AVRO-4069: Remove Reader String Cache from Generic Datum Reader #3194

belugabehr · 2024-10-01T03:50:55Z

What is the purpose of the change

This pull request improves file read performance by removing an unnecessary caching level, fixing AVRO-4069.

Verifying this change

This change is a trivial rework / code cleanup without any test coverage.

Documentation

Does this pull request introduce a new feature? (yes / no)
If yes, how is the feature documented? (not applicable / docs / JavaDocs / not documented)

belugabehr · 2024-10-08T23:17:45Z

@martin-g Thanks so much for your support on these PRs. Here's another one that needs attention that has a positive performance impact.

martin-g

Have you looked at the Git commit / JIRA that introduced this cache ?
I guess it has been added for a reason.

Now you remove one of the tests without good reason (at least I don't see it) and without adding better tests.
https://issues.apache.org/jira/browse/AVRO-3531 talks about a real world scenario where the code without the cache caused issues.

martin-g · 2024-10-09T06:39:30Z

lang/java/avro/src/test/java/org/apache/avro/generic/TestGenericDatumReader.java

@@ -33,27 +31,9 @@ public class TestGenericDatumReader {

  private static final Random r = new Random(System.currentTimeMillis());

-  @Test
-  void readerCache() {


Why do you delete the test ?
Looking at it I think it should still work. You just need to remove the ctor parameter.

I believe this is testing the thread-safe nature of the code. This code should not be considered thread-safe and therefore should be removed.

KalleOlaviNiemitalo · 2024-10-09T10:53:08Z

stringClassCache was first added in a3b38eb, as part of AVRO-1268 implementation.

AVRO-3531 was a thread safety bug. Its fix #1719 changed the types of the caches and moved them into static class ReaderCache, but did not add any new caches.

I don't know whether stringClassCache is beneficial now; but AVRO-3531 doesn't look like a reason to keep it.

belugabehr · 2025-01-04T02:59:05Z

@KalleOlaviNiemitalo @martin-g

Thank you for the correspondence.

I'm taking another look at this. It seems less than ideal that there is synchronized code paths for fast-reading Avro data. I am not sure why this Collection was ever updated to be synchronized as this code is inherently not thread-safe. The GenericDatumReader read() method accepts a Decoder.
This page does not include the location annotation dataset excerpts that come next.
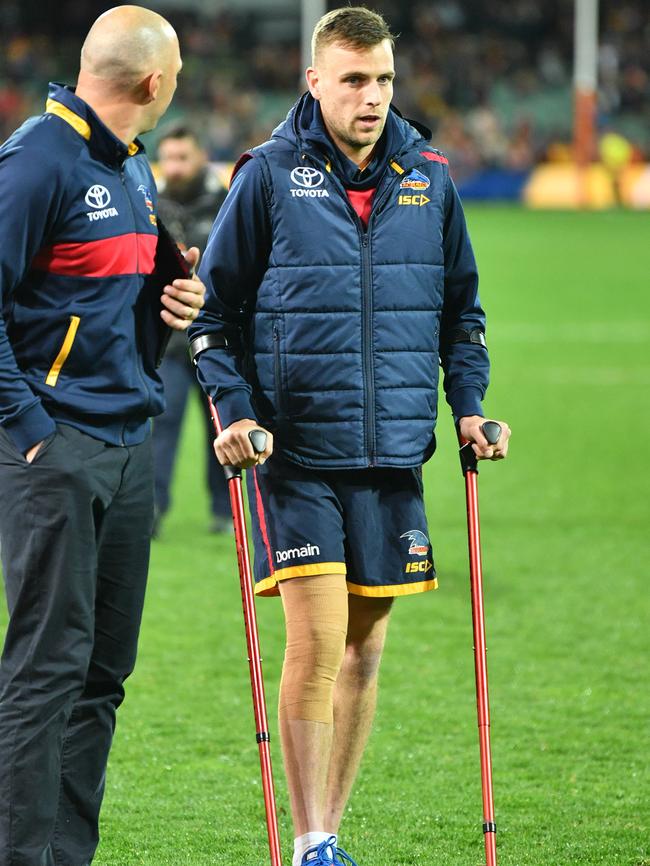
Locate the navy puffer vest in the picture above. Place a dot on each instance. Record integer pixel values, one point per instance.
(345, 335)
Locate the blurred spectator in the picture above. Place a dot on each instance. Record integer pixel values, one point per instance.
(190, 196)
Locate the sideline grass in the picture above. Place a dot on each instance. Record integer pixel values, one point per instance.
(565, 544)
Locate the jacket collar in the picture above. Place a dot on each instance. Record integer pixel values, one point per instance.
(63, 102)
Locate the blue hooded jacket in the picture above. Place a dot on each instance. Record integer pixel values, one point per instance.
(79, 285)
(342, 326)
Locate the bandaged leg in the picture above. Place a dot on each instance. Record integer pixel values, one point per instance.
(355, 698)
(316, 614)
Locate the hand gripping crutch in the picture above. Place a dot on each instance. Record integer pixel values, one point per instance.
(468, 461)
(233, 475)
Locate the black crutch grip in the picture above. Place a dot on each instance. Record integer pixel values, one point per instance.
(258, 441)
(491, 431)
(468, 460)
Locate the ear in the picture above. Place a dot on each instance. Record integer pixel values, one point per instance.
(151, 86)
(313, 82)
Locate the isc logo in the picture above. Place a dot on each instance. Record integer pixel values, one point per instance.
(412, 567)
(418, 199)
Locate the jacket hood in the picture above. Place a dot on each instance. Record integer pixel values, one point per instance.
(62, 100)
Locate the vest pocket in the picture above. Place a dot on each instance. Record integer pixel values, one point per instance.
(64, 351)
(280, 401)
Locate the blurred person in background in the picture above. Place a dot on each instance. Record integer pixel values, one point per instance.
(189, 197)
(87, 300)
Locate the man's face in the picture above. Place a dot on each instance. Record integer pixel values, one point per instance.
(180, 160)
(354, 88)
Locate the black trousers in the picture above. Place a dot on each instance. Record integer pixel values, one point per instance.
(74, 533)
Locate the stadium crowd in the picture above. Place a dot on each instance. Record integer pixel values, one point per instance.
(492, 78)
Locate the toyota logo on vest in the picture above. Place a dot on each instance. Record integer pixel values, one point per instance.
(98, 196)
(308, 179)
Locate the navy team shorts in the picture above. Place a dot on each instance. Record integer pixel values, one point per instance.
(368, 524)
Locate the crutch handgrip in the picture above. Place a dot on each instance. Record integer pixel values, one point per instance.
(258, 440)
(492, 431)
(468, 460)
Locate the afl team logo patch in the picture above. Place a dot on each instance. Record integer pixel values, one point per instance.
(307, 177)
(98, 197)
(419, 545)
(415, 180)
(308, 181)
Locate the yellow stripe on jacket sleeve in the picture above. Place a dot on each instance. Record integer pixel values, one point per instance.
(61, 358)
(77, 123)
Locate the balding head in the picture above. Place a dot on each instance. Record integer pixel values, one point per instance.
(129, 65)
(126, 44)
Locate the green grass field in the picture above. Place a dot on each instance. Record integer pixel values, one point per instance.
(565, 523)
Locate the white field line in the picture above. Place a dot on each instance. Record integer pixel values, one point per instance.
(570, 332)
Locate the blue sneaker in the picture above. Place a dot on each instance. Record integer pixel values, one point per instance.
(342, 858)
(320, 855)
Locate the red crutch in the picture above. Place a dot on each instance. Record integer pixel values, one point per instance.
(491, 431)
(233, 475)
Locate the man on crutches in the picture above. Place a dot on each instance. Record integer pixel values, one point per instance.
(339, 271)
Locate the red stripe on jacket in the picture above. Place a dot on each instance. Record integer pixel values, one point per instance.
(125, 254)
(434, 157)
(361, 201)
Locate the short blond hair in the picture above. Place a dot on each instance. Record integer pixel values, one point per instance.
(352, 26)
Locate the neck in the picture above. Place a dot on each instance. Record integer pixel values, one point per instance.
(360, 156)
(115, 110)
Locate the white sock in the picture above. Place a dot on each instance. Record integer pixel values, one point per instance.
(309, 840)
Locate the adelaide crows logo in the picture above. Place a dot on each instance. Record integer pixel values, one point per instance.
(419, 542)
(148, 201)
(415, 180)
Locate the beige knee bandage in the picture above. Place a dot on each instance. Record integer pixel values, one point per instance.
(316, 615)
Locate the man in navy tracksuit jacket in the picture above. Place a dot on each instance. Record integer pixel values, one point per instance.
(339, 272)
(82, 269)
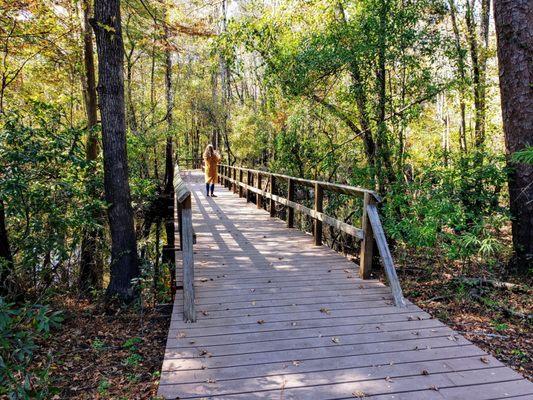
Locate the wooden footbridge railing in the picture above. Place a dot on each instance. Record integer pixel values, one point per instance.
(180, 213)
(263, 185)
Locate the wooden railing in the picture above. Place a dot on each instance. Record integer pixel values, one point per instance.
(190, 163)
(182, 202)
(263, 185)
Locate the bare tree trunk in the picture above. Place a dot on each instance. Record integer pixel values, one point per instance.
(169, 151)
(461, 69)
(383, 159)
(6, 258)
(479, 63)
(91, 260)
(514, 22)
(110, 46)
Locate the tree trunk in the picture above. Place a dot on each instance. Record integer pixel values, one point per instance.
(461, 69)
(124, 260)
(91, 261)
(6, 258)
(169, 152)
(477, 55)
(514, 21)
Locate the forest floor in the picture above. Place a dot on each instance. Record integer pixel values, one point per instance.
(497, 319)
(101, 356)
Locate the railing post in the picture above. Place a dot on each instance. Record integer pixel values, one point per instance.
(258, 197)
(168, 255)
(290, 197)
(249, 182)
(319, 201)
(189, 313)
(367, 245)
(235, 183)
(240, 181)
(272, 191)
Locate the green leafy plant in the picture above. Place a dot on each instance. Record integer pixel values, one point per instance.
(21, 327)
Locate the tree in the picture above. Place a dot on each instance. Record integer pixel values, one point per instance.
(110, 47)
(6, 258)
(91, 262)
(515, 55)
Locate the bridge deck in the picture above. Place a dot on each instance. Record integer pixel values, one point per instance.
(279, 318)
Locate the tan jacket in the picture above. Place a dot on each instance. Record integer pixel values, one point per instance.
(211, 170)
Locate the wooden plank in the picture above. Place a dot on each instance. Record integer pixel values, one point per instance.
(346, 362)
(211, 360)
(293, 317)
(188, 262)
(369, 387)
(386, 256)
(191, 349)
(271, 196)
(276, 276)
(290, 197)
(301, 332)
(334, 376)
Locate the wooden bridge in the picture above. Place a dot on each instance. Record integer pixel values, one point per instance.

Decoders are certainly not thread safe as they typically have unsynchronized source reads and internal buffer manipulation.

If we can relax this requirement then performance is measurably better as a read path will have no synchronization overhead.

lang/java/avro/src/main/java/org/apache/avro/generic/GenericDatumReader.java

+    // For some of the more common classes, implement specific routines.
+    // For more complex classes, use reflection.
+    if (c == Integer.class) {
+      return Integer.parseInt(s, 10);


lang/java/avro/src/main/java/org/apache/avro/generic/GenericDatumReader.java

-      IdentitySchemaKey key = (IdentitySchemaKey) obj;
-      return this == key || this.schema == key.schema;
+    if (c == Long.class) {
+      return Long.parseLong(s, 10);


lang/java/avro/src/main/java/org/apache/avro/generic/GenericDatumReader.java

-    public ReaderCache(Function<Schema, Class> findStringClass) {
-      this.findStringClass = findStringClass;
+    if (c == Float.class) {
+      return Float.parseFloat(s);


lang/java/avro/src/main/java/org/apache/avro/generic/GenericDatumReader.java

-      final Function<String, Object> ctor = stringCtorCache.computeIfAbsent(c, this::buildFunction);
-      return ctor.apply(s);
+    if (c == Double.class) {
+      return Double.parseDouble(s);


belugabehr · 2025-02-02T04:51:33Z

I am taking another pass at this one. The performance improvements are just too significant to pass up (11%+ in my local benchmarks). Here are my benchmarks:

# JMH version: 1.35
# VM version: JDK 17.0.13, OpenJDK 64-Bit Server VM, 17.0.13+11-Ubuntu-2ubuntu124.04
# VM invoker: /usr/lib/jvm/java-17-openjdk-amd64/bin/java

# This is from AVRO-4069 (the worst result I measured for this branch)
Result "com.szymon_kaluza.protobuf_avro.benchmark.AvroBench.serializeAndDeserializeSmall":
  889717.049 ±(99.9%) 9103.527 ops/s [Average]
  (min, avg, max) = (860194.914, 889717.049, 909429.461), stdev = 13625.731
  CI (99.9%): [880613.522, 898820.576] (assumes normal distribution)
  
  
# This is from master (the best result I measured for this branch)
Result "com.szymon_kaluza.protobuf_avro.benchmark.AvroBench.serializeAndDeserializeSmall":
  796084.662 ±(99.9%) 12190.142 ops/s [Average]
  (min, avg, max) = (764448.008, 796084.662, 850984.160), stdev = 18245.632
  CI (99.9%): [783894.521, 808274.804] (assumes normal distribution)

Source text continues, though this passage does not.